Le choix de l'ordre alphabétique pour présenter les espèces de poissons peut sembler surprenant, voire décevant, dans des œuvres nourries de la redécouverte d'Aristote. Les connaissances aristotéliciennes sur les poissons, par ailleurs scrupuleusement rapportées, ne fournissaient-elles pas aux savants dominicains des principes de classement susceptibles d'organiser leur inventaire ou du moins d'influencer le déroulement de l'exposé ? Ce paradoxe est illustré par le contraste saisissant entre le livre XXIV du De Animalibus d'Albert le Grand, qui obéit à la logique de la compilation alphabétique, et les dix-neuf premiers livres de l'ouvrage, qui offrent un commentaire du corpus zoologique arabo-latin dans la traduction de Michel Scot.
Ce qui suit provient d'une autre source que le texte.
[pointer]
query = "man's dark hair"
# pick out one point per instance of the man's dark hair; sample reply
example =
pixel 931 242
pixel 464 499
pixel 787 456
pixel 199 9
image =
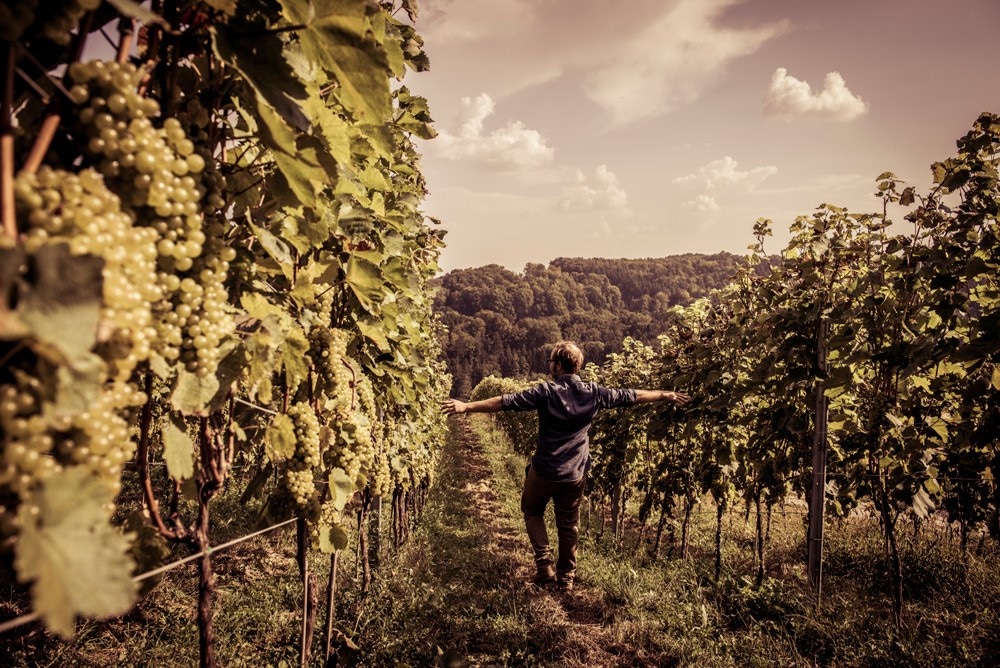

Le classement alphabétique des espèces soumet l'ordre de l'exposé à une logique des noms, indifférente non seulement à l'apport théorique d'Aristote, mais aussi aux catégories qu'auraient pu inspirer des autorités aussi influentes que Pline ou encore aux distinctions d'ordre diététique fournies depuis l'Antiquité par les médecins, largement cités eux aussi. Il est vrai que toute volonté taxinomique était vouée à se heurter à l'ambition d'exhaustivité manifeste dans ces sommes, qui compilent des savoirs d'une diversité vertigineuse, tant sur les plans chronologique et géographique que par les domaines scientifiques concernés. Comment appliquer aux poissons des mers du Nord ou aux poissons d'eau douce consommés en France au Moyen Âge des critères de classement empruntés à des penseurs méditerranéens de l'Antiquité ? Le recours à l'ordre alphabétique présentait, entre autres avantages, celui de ne laisser aucune espèce échapper aux mailles du filet.

Il est pourtant possible de distinguer, entre les lignes de ces livres alphabétiques, en les comparant, en étant attentif aux variations propres à chaque auteur et en examinant certains détails de leur agencement et de leur écriture, sinon des catégories ichtyologiques, du moins des regroupements significatifs qui ne sont pas hérités de la tradition. Nous nous efforcerons, à partir de ces trois répertoires ichtyologiques représentatifs de la culture du Moyen Âge occidental sur le sujet, de dégager quelques familles d'espèces liées entre elles par l'organisation du discours. Certains poissons, peut-être parce qu'ils sont mieux connus, semblent fournir des points de repère, indépendamment des critères de classement explicites livrés par les autorités. Nous nous demanderons s'il est pertinent d'accorder à ces espèces vedettes, mises en exergue de manière implicite par le discours encyclopédique, une valeur de prototypes. Nous aurions alors un moyen d'accéder, par l'intermédiaire de ces sources à première vue si tributaires des différentes traditions compilées, à quelques bribes d'une appréhension proprement médiévale de la diversité des créatures aquatiques.